Re: Getting IOCTL's into VFS File System Drivers

Alexander Viro (viro@math.psu.edu)
Sat, 13 Nov 1999 23:37:17 -0500 (EST)


On 13 Nov 1999, david parsons wrote:

> In article <linux.kernel.Pine.LNX.4.10.9911111758560.2217-100000@asdf.capslock.lan>,
> Mike A. Harris <mharris@meteng.on.ca> wrote:
>
> >Actually, from what I was just reading about Windows 2000,
> >Microsoft is adding a new innovative feature that they single
> >handedly came up with that allows you to "splice" a filesystem
> >onto a directory point.
>
> JOIN. It's at least 11 years old, and it's existed since MS-DOS
> 4.something.
3.something. And it required the mounpoint to be immediate
subdirectory of root. Due to the way they've stored the namespace state
the whole thing fscked up magnificiently if you tried to work with the
root of mounted fs via the old drive name. SUBST was less b0rken, though.
And more useful, BTW - it gave weak equivalent of tilde-expansion. Mixing
them was Bad Idea(tm). I've looked at 3.30 kernel - scary and fascinating.
Obviously modeled after v7, but _what_ a mess had they slapped onto
the upper half for CP/M emulation... Scary. It almost looked like a small
subset of UNIX placed on a box with rather shitty IO and buried under the
heaploads of CP/M compatibility crap. They might start with CP/M clone,
but 3.x internals looked rather like a castrated and mutilated Xenix.

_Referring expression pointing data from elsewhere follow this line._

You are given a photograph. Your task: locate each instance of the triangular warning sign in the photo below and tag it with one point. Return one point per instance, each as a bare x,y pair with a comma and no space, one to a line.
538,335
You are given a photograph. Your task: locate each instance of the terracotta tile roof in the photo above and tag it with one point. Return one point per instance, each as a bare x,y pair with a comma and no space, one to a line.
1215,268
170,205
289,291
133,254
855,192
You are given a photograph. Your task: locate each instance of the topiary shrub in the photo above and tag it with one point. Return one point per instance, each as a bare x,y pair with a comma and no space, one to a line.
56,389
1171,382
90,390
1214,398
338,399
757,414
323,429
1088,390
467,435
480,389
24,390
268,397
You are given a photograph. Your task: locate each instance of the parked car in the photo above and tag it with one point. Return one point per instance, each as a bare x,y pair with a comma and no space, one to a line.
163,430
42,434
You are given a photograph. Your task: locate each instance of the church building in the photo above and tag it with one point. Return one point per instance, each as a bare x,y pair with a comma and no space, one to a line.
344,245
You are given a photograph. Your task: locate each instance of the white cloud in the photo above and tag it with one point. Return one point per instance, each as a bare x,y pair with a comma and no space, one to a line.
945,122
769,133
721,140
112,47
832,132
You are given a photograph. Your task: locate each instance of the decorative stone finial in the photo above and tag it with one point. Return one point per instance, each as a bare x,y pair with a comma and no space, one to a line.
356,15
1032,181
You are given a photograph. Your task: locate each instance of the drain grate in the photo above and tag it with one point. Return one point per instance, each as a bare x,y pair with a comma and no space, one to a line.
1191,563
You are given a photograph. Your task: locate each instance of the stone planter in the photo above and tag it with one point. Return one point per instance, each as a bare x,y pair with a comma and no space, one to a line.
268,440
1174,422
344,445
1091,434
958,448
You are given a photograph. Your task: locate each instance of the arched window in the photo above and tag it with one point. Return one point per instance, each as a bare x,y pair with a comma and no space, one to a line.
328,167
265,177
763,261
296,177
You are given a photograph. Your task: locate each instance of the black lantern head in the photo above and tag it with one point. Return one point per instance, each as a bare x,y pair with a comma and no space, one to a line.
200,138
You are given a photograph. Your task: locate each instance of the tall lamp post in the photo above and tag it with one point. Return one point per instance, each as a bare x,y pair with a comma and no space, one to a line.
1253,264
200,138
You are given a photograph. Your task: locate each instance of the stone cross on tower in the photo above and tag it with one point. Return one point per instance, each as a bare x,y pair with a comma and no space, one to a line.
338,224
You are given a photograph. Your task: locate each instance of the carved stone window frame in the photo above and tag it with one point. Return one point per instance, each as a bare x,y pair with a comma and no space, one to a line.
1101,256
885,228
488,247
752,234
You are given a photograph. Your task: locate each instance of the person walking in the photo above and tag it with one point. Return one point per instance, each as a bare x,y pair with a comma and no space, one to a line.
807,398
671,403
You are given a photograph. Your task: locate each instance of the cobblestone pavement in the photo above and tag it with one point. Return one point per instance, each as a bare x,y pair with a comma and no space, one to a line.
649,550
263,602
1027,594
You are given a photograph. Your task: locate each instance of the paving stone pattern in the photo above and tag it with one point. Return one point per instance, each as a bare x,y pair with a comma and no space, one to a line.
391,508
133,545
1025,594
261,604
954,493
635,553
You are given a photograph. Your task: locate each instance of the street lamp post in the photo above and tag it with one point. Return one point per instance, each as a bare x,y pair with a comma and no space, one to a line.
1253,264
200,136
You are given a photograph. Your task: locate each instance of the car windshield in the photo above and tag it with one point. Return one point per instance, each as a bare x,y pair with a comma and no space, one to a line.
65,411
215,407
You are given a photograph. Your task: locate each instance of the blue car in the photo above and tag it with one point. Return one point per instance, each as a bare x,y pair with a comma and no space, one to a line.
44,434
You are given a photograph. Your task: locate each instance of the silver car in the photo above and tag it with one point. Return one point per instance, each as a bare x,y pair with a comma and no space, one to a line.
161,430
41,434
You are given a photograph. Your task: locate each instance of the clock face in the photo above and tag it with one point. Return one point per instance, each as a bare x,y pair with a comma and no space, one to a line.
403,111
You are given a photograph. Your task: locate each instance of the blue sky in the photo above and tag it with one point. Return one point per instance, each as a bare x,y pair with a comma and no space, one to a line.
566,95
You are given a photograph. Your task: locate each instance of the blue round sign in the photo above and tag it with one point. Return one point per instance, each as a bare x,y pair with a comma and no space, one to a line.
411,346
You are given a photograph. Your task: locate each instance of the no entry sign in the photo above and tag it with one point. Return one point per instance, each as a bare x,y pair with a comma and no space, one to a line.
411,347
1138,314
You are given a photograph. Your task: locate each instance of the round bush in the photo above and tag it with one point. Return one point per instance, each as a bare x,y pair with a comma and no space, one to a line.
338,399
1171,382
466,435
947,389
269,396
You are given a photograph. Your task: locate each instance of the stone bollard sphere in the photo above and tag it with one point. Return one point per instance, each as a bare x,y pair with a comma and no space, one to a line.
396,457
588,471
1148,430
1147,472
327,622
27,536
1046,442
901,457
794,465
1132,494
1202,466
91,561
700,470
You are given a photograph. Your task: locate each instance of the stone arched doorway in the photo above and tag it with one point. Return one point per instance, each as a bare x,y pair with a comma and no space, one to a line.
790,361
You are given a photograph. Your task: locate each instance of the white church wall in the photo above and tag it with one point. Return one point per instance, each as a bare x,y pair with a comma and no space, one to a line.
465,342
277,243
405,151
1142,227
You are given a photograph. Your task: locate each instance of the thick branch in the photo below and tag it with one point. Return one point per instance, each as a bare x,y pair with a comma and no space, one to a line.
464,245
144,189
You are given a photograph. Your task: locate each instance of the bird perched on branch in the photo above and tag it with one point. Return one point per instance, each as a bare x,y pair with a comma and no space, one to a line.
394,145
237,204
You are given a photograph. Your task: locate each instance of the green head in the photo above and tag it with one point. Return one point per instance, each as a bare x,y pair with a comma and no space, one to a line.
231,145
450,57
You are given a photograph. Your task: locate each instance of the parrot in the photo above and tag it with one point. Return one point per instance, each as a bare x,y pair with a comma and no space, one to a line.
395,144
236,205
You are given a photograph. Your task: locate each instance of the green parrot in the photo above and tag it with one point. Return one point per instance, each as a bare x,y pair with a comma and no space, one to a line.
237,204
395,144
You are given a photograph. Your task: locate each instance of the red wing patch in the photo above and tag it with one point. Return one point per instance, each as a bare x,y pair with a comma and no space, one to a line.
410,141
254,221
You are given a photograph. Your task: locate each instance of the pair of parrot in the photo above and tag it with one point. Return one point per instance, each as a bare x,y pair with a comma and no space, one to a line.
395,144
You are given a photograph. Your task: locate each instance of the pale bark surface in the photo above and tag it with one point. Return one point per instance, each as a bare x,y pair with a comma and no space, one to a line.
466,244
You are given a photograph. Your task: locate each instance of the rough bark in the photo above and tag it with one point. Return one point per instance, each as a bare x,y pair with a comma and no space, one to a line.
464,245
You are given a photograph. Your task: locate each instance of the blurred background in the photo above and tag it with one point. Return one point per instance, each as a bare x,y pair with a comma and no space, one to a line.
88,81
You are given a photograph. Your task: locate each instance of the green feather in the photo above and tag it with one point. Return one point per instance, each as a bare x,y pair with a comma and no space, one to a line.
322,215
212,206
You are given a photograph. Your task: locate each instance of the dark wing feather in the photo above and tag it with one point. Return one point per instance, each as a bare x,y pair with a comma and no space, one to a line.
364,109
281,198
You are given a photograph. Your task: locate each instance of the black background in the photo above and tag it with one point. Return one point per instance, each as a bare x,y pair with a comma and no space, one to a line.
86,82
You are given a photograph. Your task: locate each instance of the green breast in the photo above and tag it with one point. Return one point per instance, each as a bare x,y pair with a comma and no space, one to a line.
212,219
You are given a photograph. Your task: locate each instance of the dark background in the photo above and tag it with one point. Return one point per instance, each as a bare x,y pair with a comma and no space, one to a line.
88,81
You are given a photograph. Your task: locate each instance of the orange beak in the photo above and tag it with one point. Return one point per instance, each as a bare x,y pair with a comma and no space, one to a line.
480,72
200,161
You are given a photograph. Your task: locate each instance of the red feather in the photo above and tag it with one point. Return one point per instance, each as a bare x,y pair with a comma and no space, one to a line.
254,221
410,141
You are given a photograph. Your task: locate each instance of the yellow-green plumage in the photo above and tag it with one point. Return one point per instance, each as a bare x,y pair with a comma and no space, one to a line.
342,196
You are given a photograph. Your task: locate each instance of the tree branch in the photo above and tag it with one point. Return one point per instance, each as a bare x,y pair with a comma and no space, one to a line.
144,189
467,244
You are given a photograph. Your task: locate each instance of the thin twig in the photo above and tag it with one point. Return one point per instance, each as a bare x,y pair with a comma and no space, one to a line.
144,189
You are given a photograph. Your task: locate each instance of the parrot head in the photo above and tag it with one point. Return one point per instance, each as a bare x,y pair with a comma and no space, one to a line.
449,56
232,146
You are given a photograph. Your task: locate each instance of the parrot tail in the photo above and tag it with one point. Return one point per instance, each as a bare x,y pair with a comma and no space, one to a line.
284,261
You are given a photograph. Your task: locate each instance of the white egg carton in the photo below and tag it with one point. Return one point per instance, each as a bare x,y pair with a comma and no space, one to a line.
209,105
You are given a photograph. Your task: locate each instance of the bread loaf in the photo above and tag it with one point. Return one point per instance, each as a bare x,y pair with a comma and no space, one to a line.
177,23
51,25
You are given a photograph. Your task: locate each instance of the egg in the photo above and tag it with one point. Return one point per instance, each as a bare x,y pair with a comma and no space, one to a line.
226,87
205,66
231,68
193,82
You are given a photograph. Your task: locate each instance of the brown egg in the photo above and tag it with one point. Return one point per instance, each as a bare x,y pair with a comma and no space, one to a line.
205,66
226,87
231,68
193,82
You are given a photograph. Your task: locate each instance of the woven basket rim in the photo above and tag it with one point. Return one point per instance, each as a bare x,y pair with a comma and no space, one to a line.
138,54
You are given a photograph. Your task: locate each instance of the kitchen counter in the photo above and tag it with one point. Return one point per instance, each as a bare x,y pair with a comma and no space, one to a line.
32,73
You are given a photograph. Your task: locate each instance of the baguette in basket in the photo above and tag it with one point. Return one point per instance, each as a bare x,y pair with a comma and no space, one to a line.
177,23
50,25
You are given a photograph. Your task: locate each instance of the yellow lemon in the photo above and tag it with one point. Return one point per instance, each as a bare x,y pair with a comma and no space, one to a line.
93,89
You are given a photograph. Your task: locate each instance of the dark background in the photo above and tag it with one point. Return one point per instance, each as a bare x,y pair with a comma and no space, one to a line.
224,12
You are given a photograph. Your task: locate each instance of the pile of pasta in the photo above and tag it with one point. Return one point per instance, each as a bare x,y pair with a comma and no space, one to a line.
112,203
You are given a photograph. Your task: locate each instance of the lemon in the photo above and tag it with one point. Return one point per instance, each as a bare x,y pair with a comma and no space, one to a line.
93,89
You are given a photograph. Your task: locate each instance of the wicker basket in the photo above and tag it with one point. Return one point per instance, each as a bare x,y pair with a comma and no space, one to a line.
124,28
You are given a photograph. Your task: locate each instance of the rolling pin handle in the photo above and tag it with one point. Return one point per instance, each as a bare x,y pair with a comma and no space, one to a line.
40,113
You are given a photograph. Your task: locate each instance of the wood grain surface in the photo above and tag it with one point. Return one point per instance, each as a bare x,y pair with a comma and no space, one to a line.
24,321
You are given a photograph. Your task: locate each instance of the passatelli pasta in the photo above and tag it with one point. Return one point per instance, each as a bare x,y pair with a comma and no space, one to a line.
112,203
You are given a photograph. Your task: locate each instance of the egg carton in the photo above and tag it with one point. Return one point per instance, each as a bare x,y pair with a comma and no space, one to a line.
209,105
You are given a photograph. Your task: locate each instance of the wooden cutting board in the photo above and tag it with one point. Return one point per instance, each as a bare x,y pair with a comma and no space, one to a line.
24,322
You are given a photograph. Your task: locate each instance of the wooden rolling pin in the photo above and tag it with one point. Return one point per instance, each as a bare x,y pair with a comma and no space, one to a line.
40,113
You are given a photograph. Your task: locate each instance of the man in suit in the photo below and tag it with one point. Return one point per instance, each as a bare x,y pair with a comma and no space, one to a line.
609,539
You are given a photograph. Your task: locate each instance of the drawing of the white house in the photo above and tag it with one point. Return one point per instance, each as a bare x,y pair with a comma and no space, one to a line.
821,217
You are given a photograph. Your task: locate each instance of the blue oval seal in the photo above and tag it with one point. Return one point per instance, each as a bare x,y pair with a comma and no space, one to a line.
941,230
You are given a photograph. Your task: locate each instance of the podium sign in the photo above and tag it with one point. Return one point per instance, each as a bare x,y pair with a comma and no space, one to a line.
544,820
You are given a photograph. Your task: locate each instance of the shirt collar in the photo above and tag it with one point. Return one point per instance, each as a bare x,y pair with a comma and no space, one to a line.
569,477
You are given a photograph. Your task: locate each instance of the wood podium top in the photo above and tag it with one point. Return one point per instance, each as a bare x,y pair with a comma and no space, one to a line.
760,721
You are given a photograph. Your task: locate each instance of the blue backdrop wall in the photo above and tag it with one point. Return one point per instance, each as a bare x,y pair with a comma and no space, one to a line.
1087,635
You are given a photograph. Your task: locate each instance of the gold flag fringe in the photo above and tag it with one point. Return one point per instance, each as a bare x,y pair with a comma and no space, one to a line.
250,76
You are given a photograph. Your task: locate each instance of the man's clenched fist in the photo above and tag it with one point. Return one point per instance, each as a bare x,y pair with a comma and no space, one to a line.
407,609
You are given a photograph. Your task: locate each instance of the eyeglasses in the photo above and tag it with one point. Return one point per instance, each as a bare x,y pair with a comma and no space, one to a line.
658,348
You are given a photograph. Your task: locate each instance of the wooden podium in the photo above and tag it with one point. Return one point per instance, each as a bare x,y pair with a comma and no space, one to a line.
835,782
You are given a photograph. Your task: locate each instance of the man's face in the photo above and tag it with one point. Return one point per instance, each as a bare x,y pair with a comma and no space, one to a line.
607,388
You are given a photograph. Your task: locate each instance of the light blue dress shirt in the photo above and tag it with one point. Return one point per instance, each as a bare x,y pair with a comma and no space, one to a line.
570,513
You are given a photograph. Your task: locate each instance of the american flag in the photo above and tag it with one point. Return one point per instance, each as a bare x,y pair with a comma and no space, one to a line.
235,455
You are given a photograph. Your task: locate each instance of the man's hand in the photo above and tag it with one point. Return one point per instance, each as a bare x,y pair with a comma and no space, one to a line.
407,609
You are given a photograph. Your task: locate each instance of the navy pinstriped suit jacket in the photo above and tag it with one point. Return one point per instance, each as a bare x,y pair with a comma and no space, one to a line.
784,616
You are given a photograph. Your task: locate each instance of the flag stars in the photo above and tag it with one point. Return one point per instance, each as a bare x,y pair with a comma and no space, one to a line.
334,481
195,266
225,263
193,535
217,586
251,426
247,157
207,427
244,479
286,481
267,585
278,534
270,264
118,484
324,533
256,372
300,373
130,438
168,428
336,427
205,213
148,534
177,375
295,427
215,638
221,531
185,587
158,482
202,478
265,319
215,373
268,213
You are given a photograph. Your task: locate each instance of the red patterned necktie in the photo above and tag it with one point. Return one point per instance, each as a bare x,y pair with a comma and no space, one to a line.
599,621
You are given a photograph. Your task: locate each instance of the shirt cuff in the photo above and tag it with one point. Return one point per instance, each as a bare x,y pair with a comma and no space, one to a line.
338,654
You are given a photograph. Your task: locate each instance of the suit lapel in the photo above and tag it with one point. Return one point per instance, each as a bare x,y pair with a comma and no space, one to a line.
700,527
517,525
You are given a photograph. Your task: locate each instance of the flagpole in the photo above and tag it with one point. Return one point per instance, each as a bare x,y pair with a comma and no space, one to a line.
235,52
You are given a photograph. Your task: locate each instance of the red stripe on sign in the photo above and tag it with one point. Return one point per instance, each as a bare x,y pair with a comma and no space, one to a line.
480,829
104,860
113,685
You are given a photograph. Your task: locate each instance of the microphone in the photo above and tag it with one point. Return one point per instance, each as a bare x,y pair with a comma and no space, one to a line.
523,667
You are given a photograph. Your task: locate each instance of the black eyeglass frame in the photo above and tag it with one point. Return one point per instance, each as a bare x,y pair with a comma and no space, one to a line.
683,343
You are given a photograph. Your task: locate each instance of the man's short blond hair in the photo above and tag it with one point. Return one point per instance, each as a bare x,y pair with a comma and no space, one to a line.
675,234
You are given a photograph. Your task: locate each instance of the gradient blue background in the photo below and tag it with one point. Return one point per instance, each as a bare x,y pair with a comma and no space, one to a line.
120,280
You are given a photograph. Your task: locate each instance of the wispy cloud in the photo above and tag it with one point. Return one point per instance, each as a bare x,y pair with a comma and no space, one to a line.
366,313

> It's almost exactly mount, though MS-DOS didn't have
> a procfs to nicely export the mount table.

/me notices the provocation.
/me recalls the US laws regarding the death threats.
/me says nothing and walks away.

> david parsons \bi/ Of course MS could have dropped it, then re-added it
> \/ recently as a New! Thing!

ISTR some claims that NT 3.5 had unified tree and foo:bar names didn't
even reach the kernel - translation happened in one of the shared libs.
If it's really so their stuff should actually remount filesystems.